The advent of Halloween, of course, requires decorating: Here, my watchword, and what I recommend to you, is authenticity. It’s much better just to have a dash of seasonal flair than to buy a bunch of plastic junk from the Halloween store that is going to end up in the landfill. PLEASE don’t buy fake spiderwebs –they kill wildlife. I have web-design fabrics for use as tablecloths, and use candlesticks and real bones and autumn leaves and real pumpkins and winter squash for decorating. I do have one life-sized plastic skeleton, I admit; it’s nice to have something to greet people at the front door.

You can set the holiday scene by playing music: I’m not much of one for Halloween soundtracks, but there is one artist of eeriness that I find exquisite: Jill Tracy. Her album Diabolical Streak is sublimely dark; her soundtrack to the original Fritz Murnau Nosferatu, Into the Land of Phantoms, makes for great October listening. Check her out: you will be a fan, too. Buy her stuff–she is an independent artist and needs your support!

It helps to fill the house with seasonal Scents: There’s pumpkin spice, of course, and that is really nice for the autumn. But Atheopagans cannot live by cinnamon and cloves alone! Try out some earthy, evocative scents like this one or this one to really lay some spooky vibes down in your home.

And, of course, when the week of Hallows (Oct. 31 through Nov. 7, which is the actual midpoint between the equinox and the solstice) rolls around, it’s time for rituals.

Costume parties are traditional; we used to produce them (more here and here), but now just like to attend.

Trick-or-treating on Halloween night is still a thing where I live, and I enjoy the parade of cute young kids, sullen teenagers* and patient, caring parents. I try to choose for our candy something the kids will really like, and we dress in costume to greet them.

I tend to conduct solitary rituals during Hallows week: remembrances of my honored dead, my ancestors (I tend to focus on Deep Time ancestors like protozoa and tetrapods), and contemplations of mortality. I update my death packet then, as well, updating any information for my survivors that may have changed. I pour a bottle of stormwater from the previous winter onto the ground to summon back the rains dry California so desperately needs.

Finally, on the first weekend in November, my ritual circle, Dark Sun, gathers again for what will be our 33rd Hallows ritual. The combination of years of tradition, deep familial relationships, and the awe-inspiring meanings of the season make for a deep, transformational tip of the hat to Death and turning of the wheel of the year into the time of compost, decomposition and the magic of new life made from old.

And then the wheel is turned, and the clocks are turned back (in places where Daylight Savings is observed, anyway), and the Dark of the Year holds sway over all. Whatever the weather, the darkness says Winter has arrived.
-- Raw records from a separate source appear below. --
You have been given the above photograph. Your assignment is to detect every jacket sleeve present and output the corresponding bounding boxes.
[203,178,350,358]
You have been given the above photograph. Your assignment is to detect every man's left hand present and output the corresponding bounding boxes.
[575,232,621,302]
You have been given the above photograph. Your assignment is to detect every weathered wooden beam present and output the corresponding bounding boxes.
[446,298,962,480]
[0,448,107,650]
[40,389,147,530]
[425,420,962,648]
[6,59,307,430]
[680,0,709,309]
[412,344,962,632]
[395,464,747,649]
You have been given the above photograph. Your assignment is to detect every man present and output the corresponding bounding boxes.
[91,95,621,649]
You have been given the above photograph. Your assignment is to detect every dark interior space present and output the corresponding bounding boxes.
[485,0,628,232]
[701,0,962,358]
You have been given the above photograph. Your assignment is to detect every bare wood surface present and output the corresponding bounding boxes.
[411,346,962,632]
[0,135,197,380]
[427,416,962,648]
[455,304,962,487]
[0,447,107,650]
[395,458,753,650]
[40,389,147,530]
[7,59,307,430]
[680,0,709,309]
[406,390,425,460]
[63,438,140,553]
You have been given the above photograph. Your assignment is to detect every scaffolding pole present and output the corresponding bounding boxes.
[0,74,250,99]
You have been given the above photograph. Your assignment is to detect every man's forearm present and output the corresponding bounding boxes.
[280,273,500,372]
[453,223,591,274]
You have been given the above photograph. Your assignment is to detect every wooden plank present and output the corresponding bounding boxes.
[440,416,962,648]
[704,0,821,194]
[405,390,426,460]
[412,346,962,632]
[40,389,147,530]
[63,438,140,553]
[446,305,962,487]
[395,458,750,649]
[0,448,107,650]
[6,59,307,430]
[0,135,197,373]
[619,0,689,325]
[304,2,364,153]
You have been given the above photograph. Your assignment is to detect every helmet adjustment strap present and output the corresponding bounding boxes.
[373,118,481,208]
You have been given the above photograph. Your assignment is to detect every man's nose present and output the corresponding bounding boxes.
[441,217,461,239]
A great deal of meaning and symbolism are freighted into those eight days. It helps me to prep my mindset with three weeks of movies and atmospherics. I hope these ideas are helpful for you as Hallows rolls around once more.

Have a wonderful October!


*I have no problem giving candy to teenagers who are resentfully/embarrassedly canvassing for candy because they can. It’s rough being a teenager.